Re: [RFC/PATCH] sbc: new filtering function for 8 band fixed point encoding

Siarhei Siamashka <siarhei.siamashka@xxxxxxxxx> · Sat, 20 Dec 2008 00:12:08 +0200

On Wednesday 17 December 2008 00:37:48 ext Siarhei Siamashka wrote:
> On Monday 15 December 2008 17:16:58 ext Brad Midgley wrote:
> > I like your idea of using a macro with the original floating point
> > tables, as long as we know it is done at compile time, not runtime :)
>
> What about something like this modification to Jaska's patch? It contains
> floating point constants wrapped into a macro.
>
> This version is using 16-bit multiplications only (additional natural
> change would be just to convert 'sbc_encoder_state->' to int16_t because it
> does not need to be int32_t), which is good for performance for the
> platforms with fast 16-bit integer multiplication. But it is also flexible
> enough to be changed to use 32x32->64 multiplications just by replacing
> FIXED_A and FIXED_T types to int64_t and int32_t respectively (for better
> precision or experiments with conformance testing).
>
> > > Can anybody try to remember/explain what transformations were applied
> > > to the existing fixed point implementation?
> >
> > it was done by several people and the only record we have is in cvs.
> > (part of it is in the old btsco project's cvs)
>
> Regarding the code optimizations. Looking at the tables, It can be seen
> that 'cos_table_fixed_8[0+hop]' is always equal to
> 'cos_table_fixed_8[8+hop]'. The same is true for 'cos_table_fixed_8[1+hop]'
> and 'cos_table_fixed_8[7+hop]' So it is possible to join 't1[0] + t1[8]',
> 't1[1]+ t1[7]' and the other such pairs, effectively halving the number of
> counters. This looks very much like the optimization that was applied to
> the current fixed point code :)
>
> But now it would be very interesting to see if the conformance tests pass
> rate is better with the new filtering function.
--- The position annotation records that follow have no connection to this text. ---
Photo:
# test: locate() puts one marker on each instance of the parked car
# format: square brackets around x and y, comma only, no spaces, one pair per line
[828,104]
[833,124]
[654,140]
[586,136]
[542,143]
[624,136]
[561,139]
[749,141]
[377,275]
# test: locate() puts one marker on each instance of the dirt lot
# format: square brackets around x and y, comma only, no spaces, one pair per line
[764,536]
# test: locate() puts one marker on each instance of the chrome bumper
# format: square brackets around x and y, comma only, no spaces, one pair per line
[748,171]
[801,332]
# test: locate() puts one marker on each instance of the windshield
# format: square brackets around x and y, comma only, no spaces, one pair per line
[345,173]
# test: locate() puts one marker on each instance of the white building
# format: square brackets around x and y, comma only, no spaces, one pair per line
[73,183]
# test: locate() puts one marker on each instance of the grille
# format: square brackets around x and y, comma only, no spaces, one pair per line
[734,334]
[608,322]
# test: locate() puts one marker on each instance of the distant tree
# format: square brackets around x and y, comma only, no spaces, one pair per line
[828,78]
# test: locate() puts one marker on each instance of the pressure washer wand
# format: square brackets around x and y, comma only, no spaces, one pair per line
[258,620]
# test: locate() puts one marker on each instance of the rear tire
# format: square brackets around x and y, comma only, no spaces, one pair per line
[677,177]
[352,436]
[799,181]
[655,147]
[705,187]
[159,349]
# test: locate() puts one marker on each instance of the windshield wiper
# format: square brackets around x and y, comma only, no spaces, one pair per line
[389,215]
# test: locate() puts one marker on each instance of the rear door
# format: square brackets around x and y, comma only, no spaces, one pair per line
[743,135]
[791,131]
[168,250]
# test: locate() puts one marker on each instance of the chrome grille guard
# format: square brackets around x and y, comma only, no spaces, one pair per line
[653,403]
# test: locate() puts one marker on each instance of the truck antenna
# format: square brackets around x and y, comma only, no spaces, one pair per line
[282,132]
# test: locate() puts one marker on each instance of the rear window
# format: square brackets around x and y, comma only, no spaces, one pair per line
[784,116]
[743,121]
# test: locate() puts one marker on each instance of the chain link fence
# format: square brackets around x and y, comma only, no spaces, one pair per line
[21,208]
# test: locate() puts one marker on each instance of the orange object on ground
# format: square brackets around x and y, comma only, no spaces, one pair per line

Here is one more attempt at improving filtering function. Now I tried to get
the best possible audio quality (using 32-bit fixed point).

16-bit version of filtering function can be enabled by just commenting
out '#define SBC_HIGH_PRECISION' line

The improvements include fixing a problem in scalefactors processing code.
Here we don't want to use the absolute value just because it is possible to
encode more negative values than positive values with the same number
of bits:
-	while (scalefactor[ch][sb] < fabs(frame->sb_sample_f[blk][ch][sb])) {
+	while ((scalefactor[ch][sb] << SCALE_OUT_BITS) <= 
neginv(frame->sb_sample_f[blk][ch][sb])) {

Another quality improvement is achieved by keeping more bits in the output of
filtering function, thus avoiding unnecessary precision loss on quantizing
stage.

Both of these changes also naturally improve audio quality for the 16-bit
variant.

We had a talk with Jaska Uimonen here, and now I'm kind of delegated to finish
the work on this filtering function for SBC encoder (including the final
addition of ARM assembly optimizations).  He provided me with his last variant
of code, which contains some more optimizations to reduce the number of
operations and also loops unrolling. I will add his changes to the patch on
next iteration.

Now the question is how to best integrate a fixed filtering function to git
repository? If I just continue adding changes to the patch in order to make it
a faster, it will be also not so obvious to see how we got to these code
transformations just from the commit log.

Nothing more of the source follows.